Drug repurposing using high-throughput screening identifies a promising drug combination to treat adrenocortical carcinoma.

Adrenocortical carcinoma (ACC) is a rare malignancy with a dismal outcome. Complete surgical resection remains the only therapeutic option that can cure patients. However, up to 70% of patients who are declared “disease-free” after surgery will recur with metastasis [1]. In this setting, systemic therapies including mitotane +/- polychemotherapy provide a limited survival benefit at the expense of high toxicity. Novel systemic therapies for ACC, more efficacious and less toxic, are urgently needed. However, the rarity and the molecular complexity of ACC, in addition to the paucity of in vitro and in vivo models, impose significant challenges for developing mechanistic, preclinical and clinical studies investigating new compounds or therapeutic strategies.

To overcome these challenges, a Nilubol et al. (published in the current issue of Oncotarget) took advantage of a strategy known as drug repurposing and identified a novel combination of molecularly targeted compounds that exhibited synergistic cytotoxic activity against ACC cell lines in vitro and in vivo. Drug repurposing is particularly interesting for a rare malignancy such as ACC, for which the development of a potential novel treatment would take a long time since patient accrual to a clinical trial is usually slow in this setting. This strategy can potentially shorten the time interval between preclinical testing and FDA approval, given the known toxicity profiles of the compounds being tested. A similar approach led to a phase I clinical trial (NCT01898715; ClinicalTrials.gov) evaluating ATR-101, a SOAT1 inhibitor originally developed as a lipid-lowering drug that exhibited unexpected adrenal toxicity [2]. It was subsequently demonstrated that ATR-101 triggers caspase-dependent apoptosis in a cholesterol-dependent manner in the presence of nanomolar concentrations of the drug [3].

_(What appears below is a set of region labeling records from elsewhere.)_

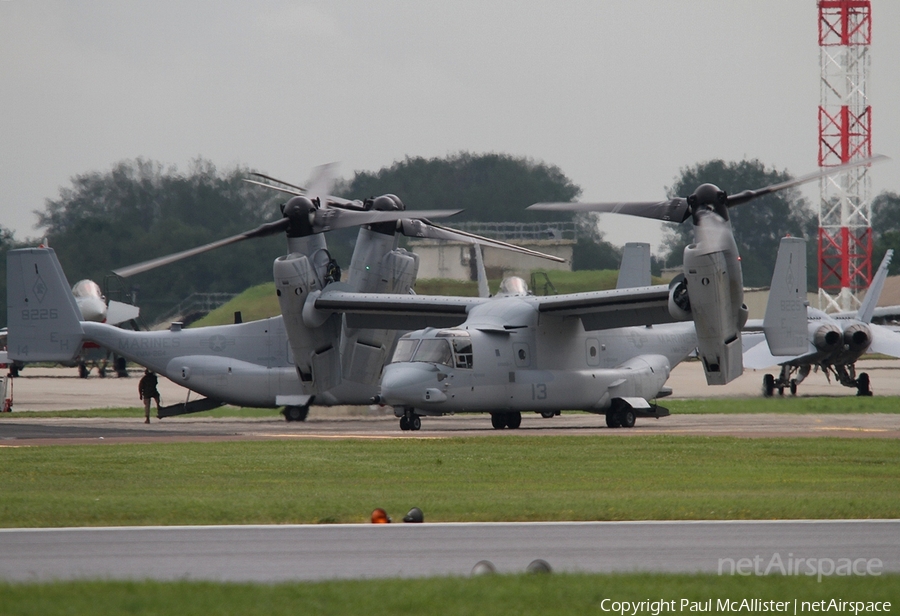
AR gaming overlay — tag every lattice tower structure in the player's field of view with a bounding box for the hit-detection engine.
[818,0,872,312]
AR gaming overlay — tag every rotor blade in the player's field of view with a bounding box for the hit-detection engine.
[113,218,290,278]
[726,154,888,207]
[242,174,306,197]
[311,208,462,233]
[400,218,566,263]
[250,172,306,195]
[526,197,690,222]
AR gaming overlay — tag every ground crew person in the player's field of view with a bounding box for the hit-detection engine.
[138,368,159,423]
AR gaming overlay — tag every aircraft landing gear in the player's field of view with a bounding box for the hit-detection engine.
[606,408,637,428]
[281,406,309,421]
[763,374,775,398]
[856,372,872,396]
[491,411,522,430]
[400,409,422,432]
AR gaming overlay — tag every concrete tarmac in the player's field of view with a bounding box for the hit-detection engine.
[0,520,900,583]
[13,359,900,417]
[0,360,900,447]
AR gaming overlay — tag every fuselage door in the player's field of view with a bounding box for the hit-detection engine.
[513,342,531,368]
[584,338,600,366]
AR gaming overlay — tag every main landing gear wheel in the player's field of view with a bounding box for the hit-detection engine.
[491,411,522,430]
[763,374,775,398]
[856,372,872,396]
[282,406,309,421]
[400,413,422,432]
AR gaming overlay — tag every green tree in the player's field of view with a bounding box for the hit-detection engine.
[872,192,900,275]
[572,213,622,271]
[36,159,284,319]
[338,152,581,224]
[665,160,817,287]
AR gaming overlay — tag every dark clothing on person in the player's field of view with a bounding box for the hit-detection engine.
[138,370,159,423]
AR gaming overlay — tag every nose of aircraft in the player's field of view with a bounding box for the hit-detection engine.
[381,362,438,406]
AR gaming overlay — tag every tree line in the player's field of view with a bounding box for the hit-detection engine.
[0,152,900,323]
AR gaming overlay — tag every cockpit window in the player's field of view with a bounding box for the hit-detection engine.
[435,329,472,368]
[391,338,419,364]
[413,338,453,366]
[500,276,528,295]
[72,280,103,297]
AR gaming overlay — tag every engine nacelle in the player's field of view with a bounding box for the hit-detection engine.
[684,241,747,385]
[669,274,691,321]
[272,235,341,395]
[842,323,872,355]
[809,323,843,353]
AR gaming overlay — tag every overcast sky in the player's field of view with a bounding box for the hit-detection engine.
[0,0,900,253]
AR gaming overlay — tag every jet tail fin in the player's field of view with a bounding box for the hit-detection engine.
[6,248,83,362]
[616,242,651,289]
[856,250,894,323]
[763,237,809,357]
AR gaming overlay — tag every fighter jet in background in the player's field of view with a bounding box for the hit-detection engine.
[744,238,900,396]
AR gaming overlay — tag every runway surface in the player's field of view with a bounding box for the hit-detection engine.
[0,412,900,448]
[13,359,900,418]
[0,360,900,447]
[0,520,900,582]
[0,362,900,582]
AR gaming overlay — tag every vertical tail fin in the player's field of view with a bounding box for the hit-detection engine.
[856,249,894,323]
[6,248,83,361]
[616,242,651,289]
[763,237,809,357]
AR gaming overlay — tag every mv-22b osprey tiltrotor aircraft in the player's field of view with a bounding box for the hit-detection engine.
[7,168,561,420]
[298,160,884,430]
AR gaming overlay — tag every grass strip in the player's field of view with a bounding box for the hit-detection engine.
[0,436,900,527]
[0,573,900,616]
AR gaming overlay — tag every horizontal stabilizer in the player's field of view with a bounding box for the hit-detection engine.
[106,300,141,325]
[156,398,222,419]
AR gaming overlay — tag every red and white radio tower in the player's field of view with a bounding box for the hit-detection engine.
[818,0,872,311]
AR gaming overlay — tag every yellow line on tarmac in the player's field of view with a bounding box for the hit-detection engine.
[260,434,447,440]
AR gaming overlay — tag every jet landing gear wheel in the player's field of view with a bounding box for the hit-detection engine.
[856,372,872,396]
[282,406,309,421]
[400,412,422,432]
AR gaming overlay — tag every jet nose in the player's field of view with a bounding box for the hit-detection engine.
[381,363,446,406]
[76,297,106,323]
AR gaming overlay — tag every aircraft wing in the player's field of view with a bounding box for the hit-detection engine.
[869,323,900,357]
[535,285,678,331]
[315,288,489,330]
[744,339,816,370]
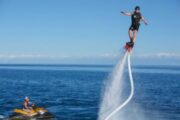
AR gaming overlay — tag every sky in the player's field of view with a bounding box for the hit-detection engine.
[0,0,180,64]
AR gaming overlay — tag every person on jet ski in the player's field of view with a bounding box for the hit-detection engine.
[121,6,148,48]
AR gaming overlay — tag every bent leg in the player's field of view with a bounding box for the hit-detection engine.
[133,30,137,42]
[128,29,133,42]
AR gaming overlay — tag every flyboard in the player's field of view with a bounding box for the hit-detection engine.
[104,42,134,120]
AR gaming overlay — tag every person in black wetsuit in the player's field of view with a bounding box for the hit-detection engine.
[121,6,148,47]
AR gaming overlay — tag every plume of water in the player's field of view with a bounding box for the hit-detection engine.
[98,52,128,120]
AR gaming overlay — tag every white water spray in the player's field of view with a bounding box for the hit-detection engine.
[99,52,134,120]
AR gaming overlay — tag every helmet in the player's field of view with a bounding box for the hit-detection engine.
[135,6,140,10]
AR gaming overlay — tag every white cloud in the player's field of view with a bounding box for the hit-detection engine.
[0,54,68,60]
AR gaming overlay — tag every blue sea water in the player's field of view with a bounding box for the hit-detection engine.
[0,64,180,120]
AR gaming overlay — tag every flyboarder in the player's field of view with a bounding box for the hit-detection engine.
[23,97,32,112]
[121,6,148,50]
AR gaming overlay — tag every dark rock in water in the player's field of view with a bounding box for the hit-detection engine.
[8,112,56,120]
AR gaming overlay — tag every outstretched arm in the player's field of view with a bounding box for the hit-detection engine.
[141,16,148,25]
[121,11,132,16]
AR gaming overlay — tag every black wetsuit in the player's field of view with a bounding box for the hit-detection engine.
[129,12,142,31]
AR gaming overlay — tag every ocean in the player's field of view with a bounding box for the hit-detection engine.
[0,64,180,120]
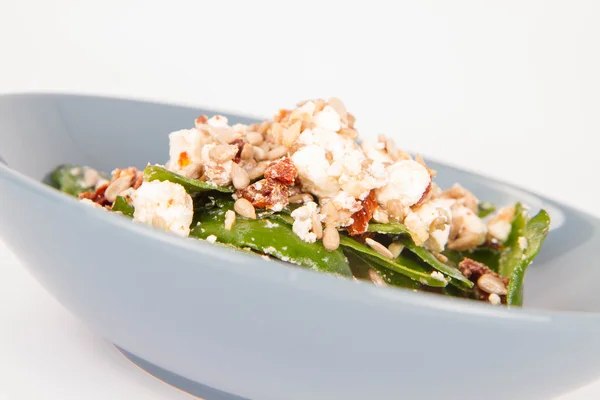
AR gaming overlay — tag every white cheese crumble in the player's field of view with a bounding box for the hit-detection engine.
[414,199,454,252]
[292,145,340,197]
[166,128,206,178]
[131,181,194,236]
[377,160,431,206]
[291,201,318,243]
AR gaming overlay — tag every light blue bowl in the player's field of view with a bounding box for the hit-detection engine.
[0,94,600,400]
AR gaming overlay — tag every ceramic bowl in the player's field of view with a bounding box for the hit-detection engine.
[0,94,600,400]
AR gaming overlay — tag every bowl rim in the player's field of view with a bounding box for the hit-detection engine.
[0,92,600,331]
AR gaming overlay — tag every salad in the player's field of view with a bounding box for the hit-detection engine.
[46,98,550,306]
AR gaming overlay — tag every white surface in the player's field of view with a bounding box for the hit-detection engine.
[0,0,600,400]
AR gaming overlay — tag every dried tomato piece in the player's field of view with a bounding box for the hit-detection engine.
[265,157,298,185]
[238,179,290,211]
[347,190,377,236]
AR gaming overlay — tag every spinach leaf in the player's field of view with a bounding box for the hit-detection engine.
[144,165,234,194]
[506,210,550,306]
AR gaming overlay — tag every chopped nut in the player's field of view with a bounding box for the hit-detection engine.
[321,201,340,226]
[373,208,390,224]
[288,193,314,204]
[131,171,144,190]
[267,146,288,160]
[233,197,256,219]
[231,163,250,189]
[311,214,323,239]
[477,274,508,296]
[225,210,235,231]
[252,146,267,161]
[240,143,254,161]
[385,200,407,222]
[248,161,268,180]
[239,179,289,211]
[458,258,508,300]
[265,157,298,185]
[338,128,358,140]
[365,238,394,259]
[246,132,264,146]
[388,242,404,258]
[314,99,327,113]
[323,226,340,251]
[348,191,377,236]
[208,144,239,163]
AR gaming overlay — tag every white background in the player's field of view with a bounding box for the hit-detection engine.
[0,0,600,400]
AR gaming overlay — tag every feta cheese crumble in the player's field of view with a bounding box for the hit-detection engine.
[291,201,318,243]
[131,181,194,236]
[377,160,431,206]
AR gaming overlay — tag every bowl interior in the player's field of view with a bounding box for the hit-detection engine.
[0,94,600,312]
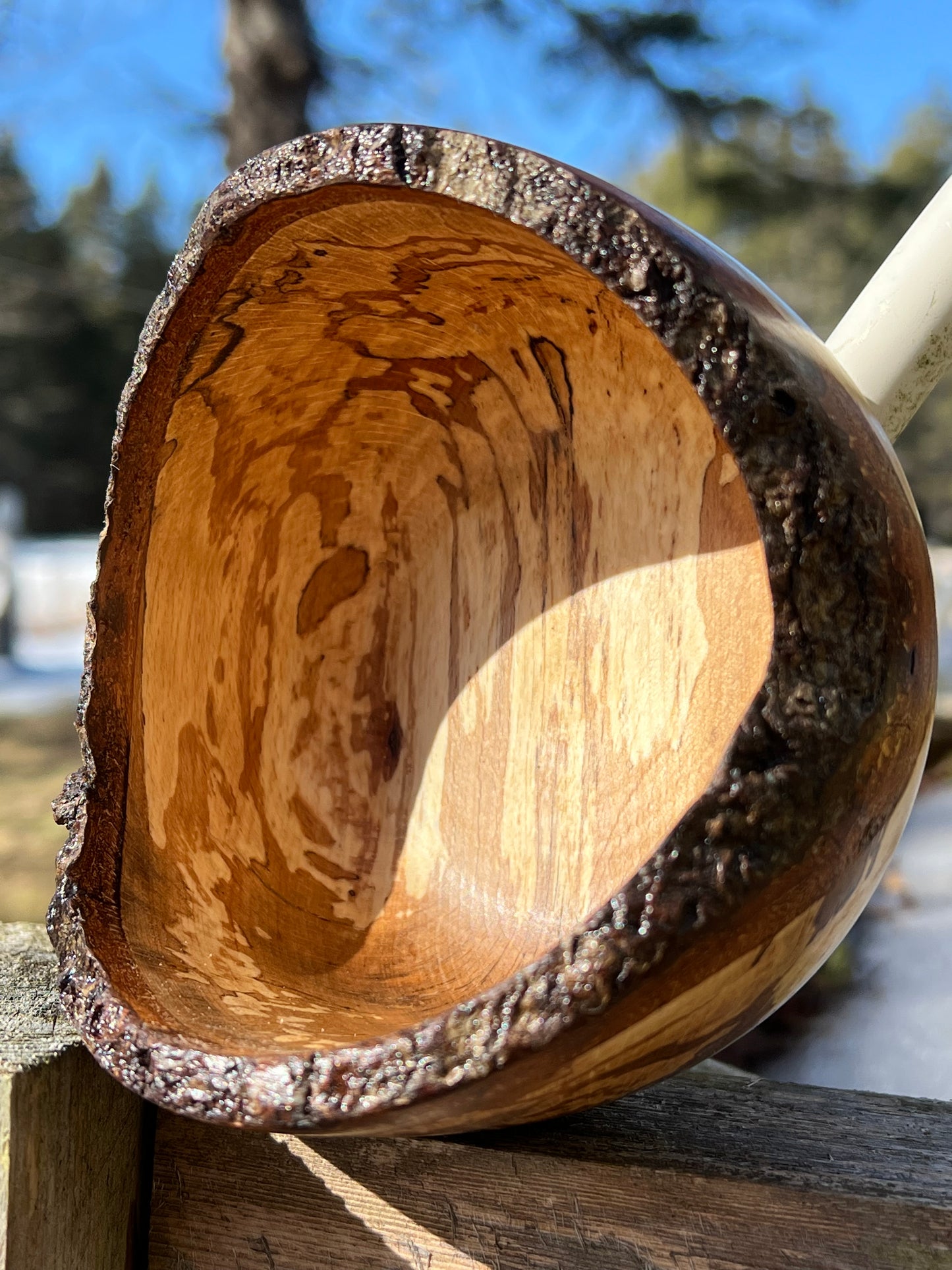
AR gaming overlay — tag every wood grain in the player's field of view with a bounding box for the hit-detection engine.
[150,1072,952,1270]
[122,190,773,1053]
[0,922,151,1270]
[51,126,936,1134]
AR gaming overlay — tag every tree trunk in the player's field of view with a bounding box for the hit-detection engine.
[225,0,327,167]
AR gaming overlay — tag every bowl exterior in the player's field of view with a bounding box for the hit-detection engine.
[49,125,937,1133]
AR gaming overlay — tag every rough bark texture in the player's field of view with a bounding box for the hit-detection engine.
[51,126,936,1132]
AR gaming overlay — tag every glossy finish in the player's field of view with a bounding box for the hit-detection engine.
[51,126,936,1133]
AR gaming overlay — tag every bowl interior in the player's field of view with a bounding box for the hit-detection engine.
[109,187,773,1053]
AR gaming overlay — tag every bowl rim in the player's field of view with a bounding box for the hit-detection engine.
[48,123,934,1132]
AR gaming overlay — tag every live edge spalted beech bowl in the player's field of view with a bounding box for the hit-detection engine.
[51,126,936,1133]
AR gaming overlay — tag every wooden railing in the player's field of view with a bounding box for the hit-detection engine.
[0,925,952,1270]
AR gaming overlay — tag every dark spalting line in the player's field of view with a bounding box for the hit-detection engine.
[297,548,371,635]
[49,125,936,1132]
[320,347,529,701]
[310,473,352,548]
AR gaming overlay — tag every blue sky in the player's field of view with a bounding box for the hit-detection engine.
[0,0,952,240]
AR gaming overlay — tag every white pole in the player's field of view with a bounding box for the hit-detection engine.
[826,178,952,441]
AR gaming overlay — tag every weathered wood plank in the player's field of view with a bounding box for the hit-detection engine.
[0,926,952,1270]
[0,923,144,1270]
[150,1073,952,1270]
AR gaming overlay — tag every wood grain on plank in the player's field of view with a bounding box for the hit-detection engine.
[0,922,151,1270]
[150,1073,952,1270]
[52,126,936,1134]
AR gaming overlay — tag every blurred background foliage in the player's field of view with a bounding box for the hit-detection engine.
[0,0,952,542]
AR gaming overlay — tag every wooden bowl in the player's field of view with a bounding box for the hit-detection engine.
[51,126,936,1133]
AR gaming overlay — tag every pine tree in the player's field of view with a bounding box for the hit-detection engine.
[632,103,952,541]
[0,138,166,533]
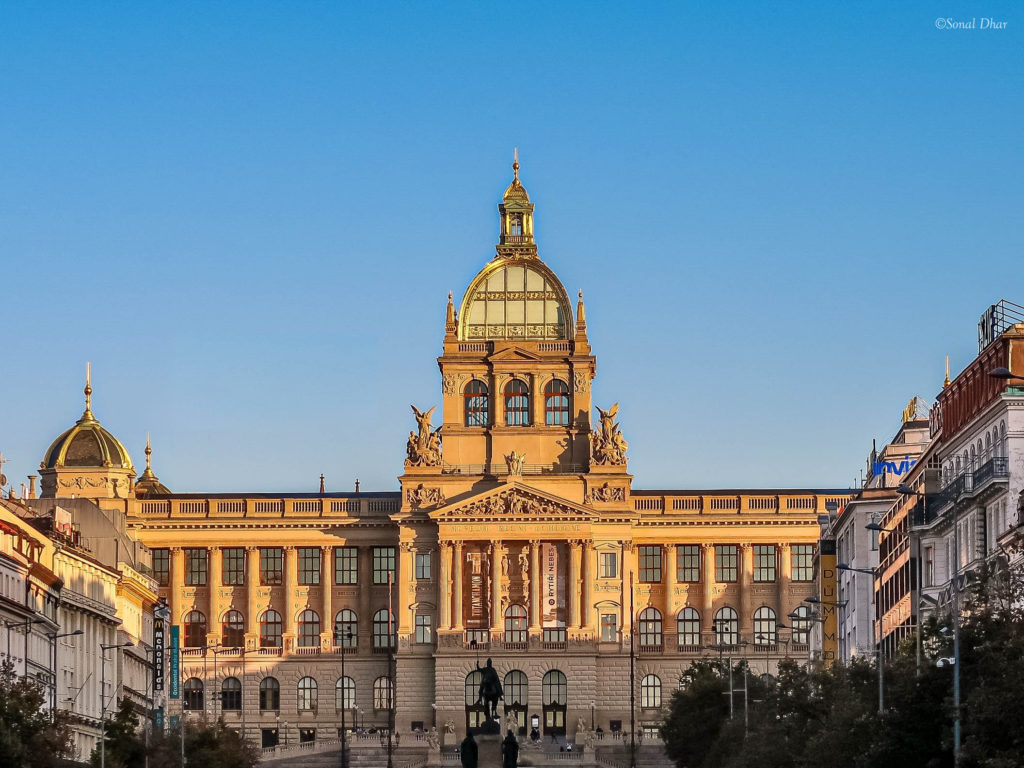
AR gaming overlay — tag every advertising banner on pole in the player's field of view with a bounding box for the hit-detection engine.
[541,543,565,628]
[171,625,181,698]
[153,616,164,692]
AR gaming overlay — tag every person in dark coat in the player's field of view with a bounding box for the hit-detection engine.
[459,731,480,768]
[502,730,519,768]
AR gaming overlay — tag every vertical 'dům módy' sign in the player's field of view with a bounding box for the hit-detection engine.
[541,544,565,627]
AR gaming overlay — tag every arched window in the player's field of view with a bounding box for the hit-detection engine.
[185,610,206,648]
[640,675,662,710]
[505,603,527,643]
[640,608,662,646]
[541,670,569,706]
[220,610,246,648]
[181,677,203,712]
[299,608,319,648]
[714,605,739,645]
[374,608,394,648]
[676,607,700,647]
[259,608,281,648]
[220,677,242,712]
[374,677,393,710]
[754,605,778,645]
[544,379,569,427]
[463,670,483,707]
[334,677,355,712]
[297,677,316,712]
[463,379,490,427]
[334,608,359,648]
[790,605,811,645]
[502,670,529,707]
[505,379,529,427]
[259,677,281,712]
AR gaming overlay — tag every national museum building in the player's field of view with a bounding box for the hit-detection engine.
[29,163,849,744]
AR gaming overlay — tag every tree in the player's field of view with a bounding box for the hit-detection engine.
[0,660,74,768]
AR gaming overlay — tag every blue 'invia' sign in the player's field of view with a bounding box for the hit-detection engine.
[871,456,918,475]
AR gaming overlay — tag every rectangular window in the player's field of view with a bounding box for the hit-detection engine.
[153,549,171,587]
[259,547,285,587]
[715,544,739,583]
[601,613,618,643]
[299,547,321,586]
[793,544,814,582]
[220,547,246,587]
[676,544,700,584]
[416,613,433,643]
[598,552,618,579]
[373,547,394,584]
[334,547,359,584]
[637,547,662,584]
[185,549,208,587]
[416,552,430,579]
[754,544,775,583]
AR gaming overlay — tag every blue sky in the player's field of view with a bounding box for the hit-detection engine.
[0,2,1024,492]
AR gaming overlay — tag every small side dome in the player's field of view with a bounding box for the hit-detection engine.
[135,434,171,497]
[39,373,135,472]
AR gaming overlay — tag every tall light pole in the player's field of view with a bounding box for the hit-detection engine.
[46,630,85,720]
[341,630,352,768]
[99,643,132,768]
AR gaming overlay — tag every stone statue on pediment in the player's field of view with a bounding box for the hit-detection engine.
[590,402,629,465]
[406,406,441,467]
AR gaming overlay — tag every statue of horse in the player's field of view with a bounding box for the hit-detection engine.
[476,658,505,720]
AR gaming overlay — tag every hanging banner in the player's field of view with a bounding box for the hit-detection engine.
[171,624,181,698]
[541,544,565,628]
[153,616,164,691]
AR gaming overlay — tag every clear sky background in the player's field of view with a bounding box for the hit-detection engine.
[0,2,1024,492]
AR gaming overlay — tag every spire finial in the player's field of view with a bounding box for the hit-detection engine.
[84,362,92,417]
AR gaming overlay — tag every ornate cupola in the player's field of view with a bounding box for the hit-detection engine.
[498,147,537,259]
[39,364,135,499]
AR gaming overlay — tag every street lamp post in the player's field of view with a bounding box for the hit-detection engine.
[99,643,132,768]
[341,630,352,768]
[46,630,85,720]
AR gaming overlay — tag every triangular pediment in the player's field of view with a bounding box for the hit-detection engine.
[487,347,542,362]
[430,480,597,522]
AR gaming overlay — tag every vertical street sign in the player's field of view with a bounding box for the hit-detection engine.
[171,624,181,698]
[153,616,164,692]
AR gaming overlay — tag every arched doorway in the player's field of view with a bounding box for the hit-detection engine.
[541,670,569,736]
[466,670,487,731]
[502,670,529,736]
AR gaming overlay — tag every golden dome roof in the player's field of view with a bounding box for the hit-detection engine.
[39,369,135,472]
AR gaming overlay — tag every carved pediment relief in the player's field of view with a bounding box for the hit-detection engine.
[430,483,594,522]
[487,347,542,362]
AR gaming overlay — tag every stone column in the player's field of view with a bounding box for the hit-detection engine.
[776,544,796,626]
[700,544,715,633]
[321,547,334,650]
[623,542,639,638]
[739,544,754,642]
[206,547,224,645]
[437,542,452,630]
[568,541,583,629]
[246,547,260,649]
[394,542,416,635]
[452,542,465,631]
[529,539,541,635]
[662,544,679,632]
[168,547,185,630]
[356,547,374,648]
[282,547,299,651]
[490,542,505,637]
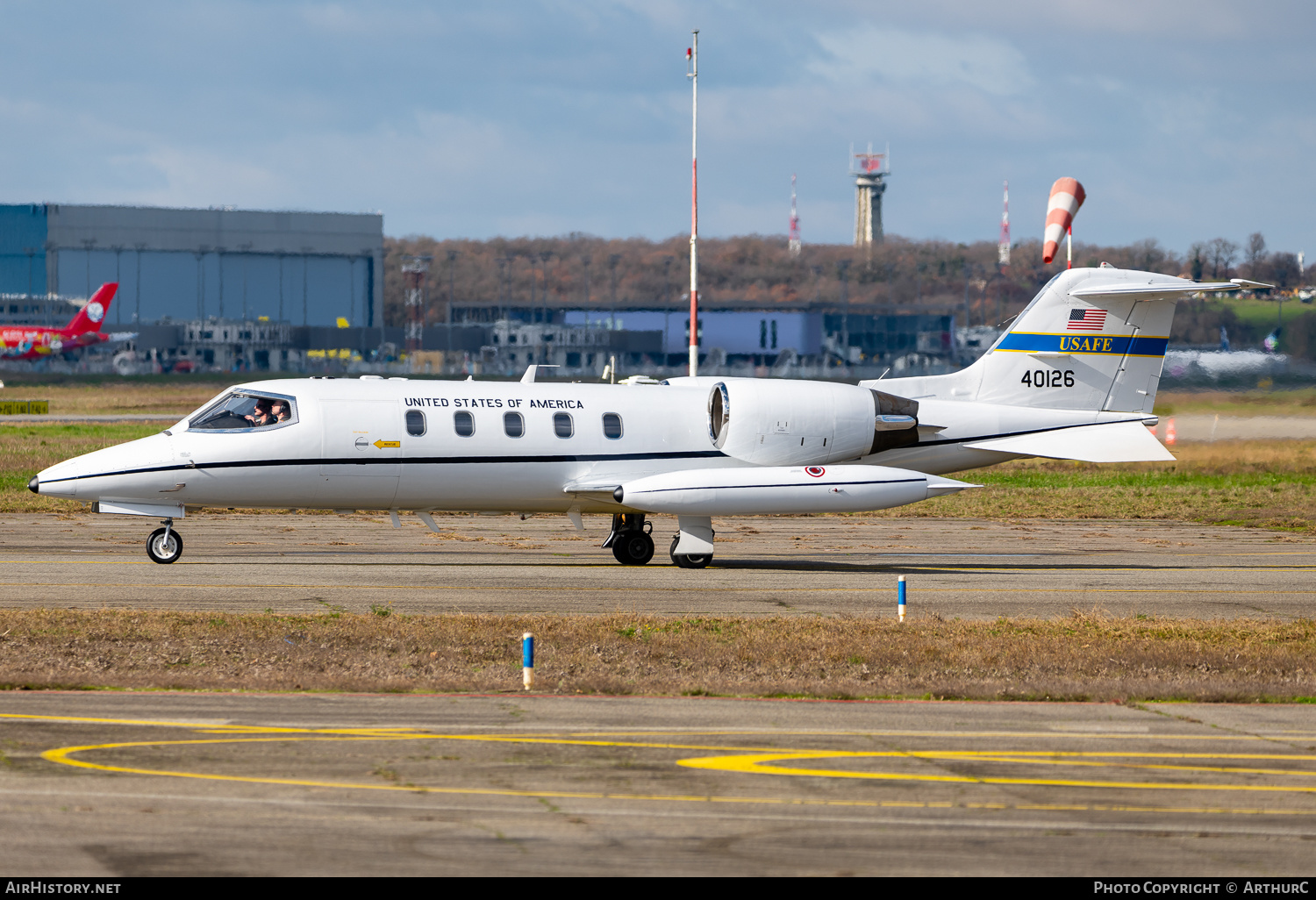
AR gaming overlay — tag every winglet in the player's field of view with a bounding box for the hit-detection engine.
[65,282,118,336]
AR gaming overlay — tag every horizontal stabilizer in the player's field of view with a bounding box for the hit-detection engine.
[1069,279,1242,303]
[965,421,1174,462]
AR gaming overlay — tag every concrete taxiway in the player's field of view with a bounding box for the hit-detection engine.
[0,513,1316,618]
[0,694,1316,876]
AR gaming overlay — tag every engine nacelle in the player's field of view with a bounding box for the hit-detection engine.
[708,378,919,466]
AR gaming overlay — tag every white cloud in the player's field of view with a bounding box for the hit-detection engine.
[810,25,1034,95]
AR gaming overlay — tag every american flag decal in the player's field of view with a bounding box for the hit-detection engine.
[1066,310,1105,332]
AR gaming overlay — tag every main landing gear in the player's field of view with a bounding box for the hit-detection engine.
[603,513,654,566]
[669,516,715,568]
[147,518,183,565]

Nilubol et al. provide preclinical evidence that the combination of flavopiridol, a pan-CDK inhibitor, and carfilzomib, a second-generation proteasome inhibitor, exhibits synergistic activity against ACC. These results are in line with new findings on the molecular pathogenesis of ACC, recently published as part of The Cancer Genome Atlas (ACC-TCGA) [4]. According to ACC-TCGA, approximately one-third of ACC exhibit somatic alterations in genes that regulate the G1/S checkpoint, including CDKN2A, CCNE1, CDK6, RB1, and TP53. The presence of these molecular alterations is associated with high-grade disease and a distinct transcriptional profile characterized by cell cycle activation, genomic instability, and worse clinical outcomes. These observations support the use of CDK inhibitors for ACC therapeutics. Other recent studies further support that targeting cell cycle-dependent kinases may be therapeutically efficacious in ACC [5, 6]. Interestingly, Nilubol et al. identified synergism between CDK inhibitors and proteasome inhibitors. A similar combination of drugs, flavopiridol and bortezomib, has been successfully tested in hematological malignancies with good tolerability and a 33% response rate [7].

Of note, while these studies by Nilubol et al. provide a rationale for testing targeted approaches involving the use of CDK inhibitors as monotherapy or in combination with other agents such as bortezomib in a clinical trial, an important unresolved consideration is patient selection. ACC-TCGA demonstrated that ACC is a heterogeneous disease, and this should be taken into account when proposing targeted approaches rather than adopting a simplified “one-size-fits-all” approach. Indeed, the recent clinical trials on IGF1R inhibitors for ACC taught us a hard lesson on this regard [8, 9]. While IGF2 is overexpressed in ~90% of ACC and preclinical studies using a variety of IGF1R inhibitors were initially promising, clinical studies demonstrated that most advanced ACC patients did not respond to IGF2/IGF1R therapy, and were largely considered a “failure.” Importantly, a subset of patients (~5-10%) exhibited objective, clinically meaningful responses. Since in vitro models of ACC are limited and simply cannot capture the molecular heterogeneity inherent to ACC, future trials should include molecular characterization and subgroup analyses to facilitate appropriate interpretation of results, maximizing the opportunity to identify small subsets of patients that might benefit from specific targeted molecular interventions.